(a) (b) The inclusion $\subset$ holds in both cases. Using 6(a), $\overline{\cap A_{\alpha}}\subset\overline{A}_{\alpha}$ for every $\alpha$ , and, therefore, $\overline{\cap A_{\alpha}}\subset\cap\overline{A}_{\alpha}$ . The equality does not hold in general, as $A_{\alpha}$ ’s might have some common limit points which are not in their intersection and not limit points of the intersection. For example, the intersection can be empty, while there is a common limit point: $(0,1)$ and $(1,2)$ is an example. Another example is $A=\mathbb{Q}\subset\mathbb{R}$ and $B=\mathbb{R}-\mathbb{Q}$ , where $\overline{A\cap B}=\emptyset$ and $\overline{A}\cap\overline{B}=\mathbb{R}$ .

(c) The inclusion $\supset$ holds, and, in fact, $\overline{A-B}-\overline{B}=\overline{A}-\overline{B}$ . Therefore, the inclusion is proper iff the closures of $A-B$ and $B$ share some points. The same examples illustrate the fact: if $A=(0,1)$ and $B=(1,2)$ , then $\overline{A}-\overline{B}=$ $\overline{A-B}-\overline{B}=$ $[0,1)\subset$ $\overline{A-B}=[0,1]$ , and if $A=\mathbb{Q}$ and $B=\mathbb{R}-\mathbb{Q}$ , then $\overline{A}-\overline{B}=$ $\overline{A-B}-\overline{B}=$ $\mathbb{R}-\mathbb{R}=\emptyset\subset$ $\overline{A-B}=\mathbb{R}$ .

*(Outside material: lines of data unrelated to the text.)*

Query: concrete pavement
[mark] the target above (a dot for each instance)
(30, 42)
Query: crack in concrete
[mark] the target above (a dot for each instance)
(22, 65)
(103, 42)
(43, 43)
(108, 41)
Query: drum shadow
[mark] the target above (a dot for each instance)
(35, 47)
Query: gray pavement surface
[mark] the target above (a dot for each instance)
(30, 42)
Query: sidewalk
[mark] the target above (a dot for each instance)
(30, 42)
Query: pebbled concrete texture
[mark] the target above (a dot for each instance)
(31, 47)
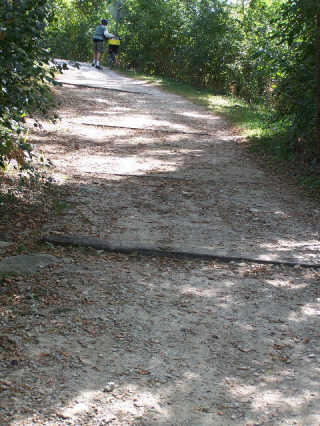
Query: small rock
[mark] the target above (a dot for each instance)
(109, 387)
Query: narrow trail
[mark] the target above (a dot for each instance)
(127, 340)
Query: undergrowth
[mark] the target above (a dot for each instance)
(272, 140)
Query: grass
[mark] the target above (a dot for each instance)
(270, 142)
(249, 119)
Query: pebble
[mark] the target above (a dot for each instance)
(109, 387)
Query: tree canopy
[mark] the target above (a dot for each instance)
(269, 49)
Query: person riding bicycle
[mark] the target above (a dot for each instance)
(101, 33)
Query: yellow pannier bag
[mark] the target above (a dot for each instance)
(113, 42)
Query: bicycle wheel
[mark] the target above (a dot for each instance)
(111, 59)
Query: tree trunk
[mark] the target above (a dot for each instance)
(317, 141)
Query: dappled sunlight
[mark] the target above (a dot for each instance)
(121, 165)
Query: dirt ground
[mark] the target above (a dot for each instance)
(110, 339)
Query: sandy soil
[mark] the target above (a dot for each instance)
(108, 339)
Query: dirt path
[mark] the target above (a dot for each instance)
(108, 339)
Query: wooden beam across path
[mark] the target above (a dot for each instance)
(130, 247)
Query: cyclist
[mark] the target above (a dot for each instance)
(100, 35)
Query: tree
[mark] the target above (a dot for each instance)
(24, 72)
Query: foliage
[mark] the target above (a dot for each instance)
(191, 41)
(24, 73)
(69, 35)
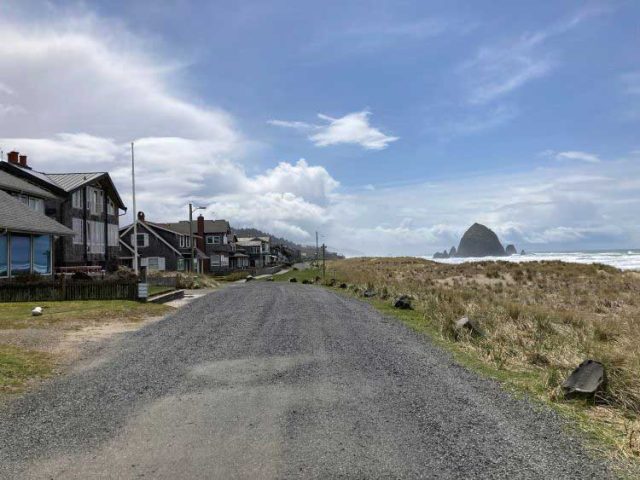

Proof 1. Using 6(a,b), $\overline{A}-\overline{B}=$ $(\overline{A-B}\cup\overline{A\cap B})-\overline{B}=$ $\overline{A-B}-\overline{B}$ .

Proof 2. Assume that $x$ is in $\overline{A}-\overline{B}$ , i.e. every neighborhood of $x$ intersects $A$ but there is some neighborhood $V$ of $x$ that does not intersect $B$ . Suppose there is some neighborhood $U$ of $x$ that does not intersects $A-B$ , then the neighborhood $U\cap V$ of $x$ does not intersects $A-B$ and it does not intersects $B$ , i.e. it does not intersects $A$ at all, contradiction. So, $x\in\overline{A-B}$ but $x\notin\overline{B}$ . The other direction is immediate using 6(a).